Centrifugation-enhanced shell
vial (SV) culture is becoming one of the most frequent techniques used
in clinical virology laboratories since it reduces the turnaround time
(4, 7, 9, 10, 12).
The SV assay has been shown to have a good correlation with traditional
tube culture (TC) for the detection of the main respiratory viruses
(RVs) implicated in acute pathology: respiratory syncytial virus (RSV),
influenza A virus (FLU A), influenza B virus (FLU B), parainfluenza
viruses 1, 2, and 3 (PARA-1, PARA-2, and PARA-3, respectively), and
adenovirus (AD) (9, 13, 14). However, no cell line is
universally sensitive to all RVs; thus, the inoculation of each
specimen must be carried out in numerous vials containing different
cell lines. In this study we propose a simplification of the assay by
performance of simultaneous culture of three cell lines (HEp-2,
LLC-MK2, and MDCK cells [CoHLM]); in the same vial, thus permitting
growth of the main RVs.
For this purpose, the HEp-2 (Bio-Whittaker, Walkersville, Md.) and the
LLC-MK2 and MDCK (Vircell, Granada, Spain) cell lines were propagated
independently at a final concentration of 150,000 cells/ml. A mixed
cellular suspension containing 50,000 cells of each type per ml was
prepared in modified Eagle minimum essential medium (MEM; ICN
Biomedicals, Aurora, Ohio) containing 10% fetal bovine serum (FBS). To
prepare CoHLM monolayers, 1 ml of this suspension was poured into
flat-bottom tubes (16 by 50 mm), each containing one 12-mm-diameter
coverslip, and the tubes were incubated at 37°C for 24 h. After
incubation, the medium was discarded and was replaced by MEM containing
1% FBS for the maintenance of cellular monolayers.

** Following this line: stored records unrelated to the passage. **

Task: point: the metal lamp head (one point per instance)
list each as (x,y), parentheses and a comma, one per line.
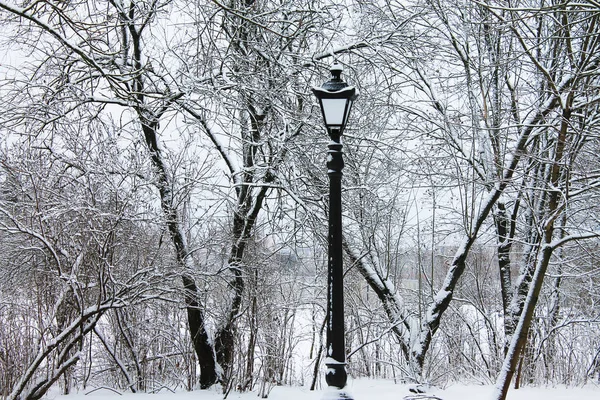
(335,98)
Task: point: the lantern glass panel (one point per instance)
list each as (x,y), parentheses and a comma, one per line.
(334,110)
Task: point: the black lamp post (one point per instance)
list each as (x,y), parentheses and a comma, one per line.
(335,98)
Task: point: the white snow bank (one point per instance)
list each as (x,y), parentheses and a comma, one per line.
(362,389)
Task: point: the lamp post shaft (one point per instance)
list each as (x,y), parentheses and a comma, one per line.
(336,353)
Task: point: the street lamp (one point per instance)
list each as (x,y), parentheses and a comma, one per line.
(335,98)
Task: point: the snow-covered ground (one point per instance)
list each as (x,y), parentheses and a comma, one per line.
(360,390)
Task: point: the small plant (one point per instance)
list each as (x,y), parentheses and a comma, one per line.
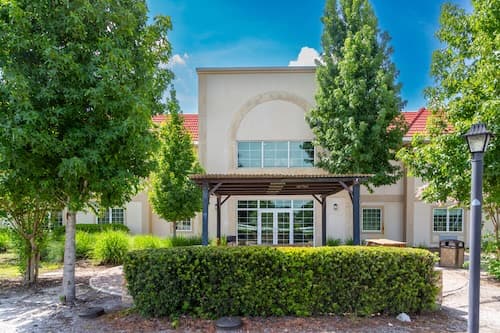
(333,242)
(494,268)
(111,247)
(84,244)
(5,241)
(185,241)
(141,242)
(53,251)
(349,241)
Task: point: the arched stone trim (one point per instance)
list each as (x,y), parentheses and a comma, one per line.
(250,104)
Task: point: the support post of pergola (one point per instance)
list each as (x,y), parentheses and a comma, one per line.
(206,198)
(323,220)
(218,218)
(356,233)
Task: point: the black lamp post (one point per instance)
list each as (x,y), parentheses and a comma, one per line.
(477,139)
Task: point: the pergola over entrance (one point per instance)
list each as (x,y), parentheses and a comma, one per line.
(318,186)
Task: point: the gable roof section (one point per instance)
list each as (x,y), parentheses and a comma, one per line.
(416,121)
(190,123)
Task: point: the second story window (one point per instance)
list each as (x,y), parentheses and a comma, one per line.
(275,154)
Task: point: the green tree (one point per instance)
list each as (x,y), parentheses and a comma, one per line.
(27,214)
(357,120)
(175,197)
(466,90)
(79,83)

To assess the effect of age on the ability of CoHLM SV monolayers to
detect RVs, 5 RSV, 3 AD, 1 PARA-1, 1 PARA-2, 3 PARA-3, 3 FLU A, and 3 FLU B strains previously isolated in our laboratory were grown in
appropriate tissue cultures. The infected monolayers were scraped, and
the cells were homogenized in 15 ml of MEM, sonicated for 1 min, and
centrifuged at 500 × g for 5 min (3). Two
aliquots of each strain were separated and were kept in liquid nitrogen
until use. One aliquot was inoculated into four vials (200 µl per
vial) containing CoHLM that were 24 h old, and the other aliquot
was inoculated into four vials containing CoHLM that were 7 days old.

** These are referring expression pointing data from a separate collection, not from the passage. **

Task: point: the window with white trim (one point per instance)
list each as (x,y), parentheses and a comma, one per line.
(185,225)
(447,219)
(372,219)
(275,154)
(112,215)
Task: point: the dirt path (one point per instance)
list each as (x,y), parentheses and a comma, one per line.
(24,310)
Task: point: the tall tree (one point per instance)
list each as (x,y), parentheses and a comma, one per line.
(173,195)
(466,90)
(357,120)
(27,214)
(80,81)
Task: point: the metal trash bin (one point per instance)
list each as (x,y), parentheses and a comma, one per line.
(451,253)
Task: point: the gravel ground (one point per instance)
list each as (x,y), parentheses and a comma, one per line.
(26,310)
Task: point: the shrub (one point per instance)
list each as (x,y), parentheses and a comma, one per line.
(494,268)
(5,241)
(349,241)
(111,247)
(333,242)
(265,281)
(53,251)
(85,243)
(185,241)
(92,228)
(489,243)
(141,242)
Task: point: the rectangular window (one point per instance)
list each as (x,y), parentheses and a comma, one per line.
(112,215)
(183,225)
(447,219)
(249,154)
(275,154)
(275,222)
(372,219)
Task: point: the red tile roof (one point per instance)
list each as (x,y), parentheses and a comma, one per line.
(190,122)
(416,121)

The vials were centrifuged at 3,500 × g for 15 min
(25°C) (3). After adsorption at 37°C for 1 h, the supernatant was discarded, and then 1 ml of MEM containing 1% FBS plus
0.2 µg of trypsin (Sigma Chemical Co., St. Louis, Mo.) per ml was
added to each vial and the vials were incubated at 37°C with
continuous shaking for 48 h. The cell monolayers that formed on
the coverslip in each vial were fixed with To evaluate the clinical usefulness of the CoHLM SV assay for the rapid
detection of RVs, we studied 358 nasal wash specimens submitted to our
laboratory from December 1996 to February 1998. Samples were obtained
from children whose ages ranged from 15 days to 4 years and who had
been diagnosed with acute respiratory infection.
The nasal wash specimens were sonicated for 1 min and were centrifuged
at 500 × g for 5 min to obtain a cell-free supernatant (3), and the supernatant was inoculated into TCs and SVs.

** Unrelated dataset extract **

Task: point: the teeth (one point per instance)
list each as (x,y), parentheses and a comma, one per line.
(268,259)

For the SV assay, two aliquots (0.2 ml each) of the supernatant were inoculated into two freshly prepared CoHLM SVs as described above, and
for the TC assay, HEp-2, LLC-MK2, and MDCK cell monolayers were each
inoculated with 0.2 ml of sample by previously described methods
(16).
After 48 h of incubation, the monolayer of one vial was stained by
indirect immunofluorescence with a pool of monoclonal antibodies directed against the seven RVs: RSV, AD, FLU A, FLU B, PARA-1, PARA-2,
and PARA-3 (Respiratory Viral Screen IFA; Light Diagnostics, Temecula,
Calif.). When fluorescent cells were observed, the cell monolayer of
the other vial was scraped and the scrapings were dotted onto seven
wells of a 10-well slide. Staining with monoclonal antibodies against
each virus (IMAGEN; Dako Diagnostic Ltd.) was carried out for final
identification. The tubes were observed every 48 h for at least 14 days for detection of the cytopathic effect (CPE). Hemadsorption and
hemagglutination were performed in tubes containing LLC-MK2 and MDCK
cell monolayers without CPEs before they were considered negative and
discarded. Positive isolates were finally identified by direct
immunofluorescence staining.
The results of TC and the CoHLM SV assay are summarized in Table
1. One hundred seventy strains from 168 nasal wash specimens were identified: 167 by TC and 160 by the CoHLM SV
assay. Three RSV strains were detected only by the SV assay, while
seven were detected only by TC. These results were confirmed by
immunoassay (TestPack RSV; Abbott). Coinfections with AD and RSV and
with FLU A and RSV were detected in two patients by both methods.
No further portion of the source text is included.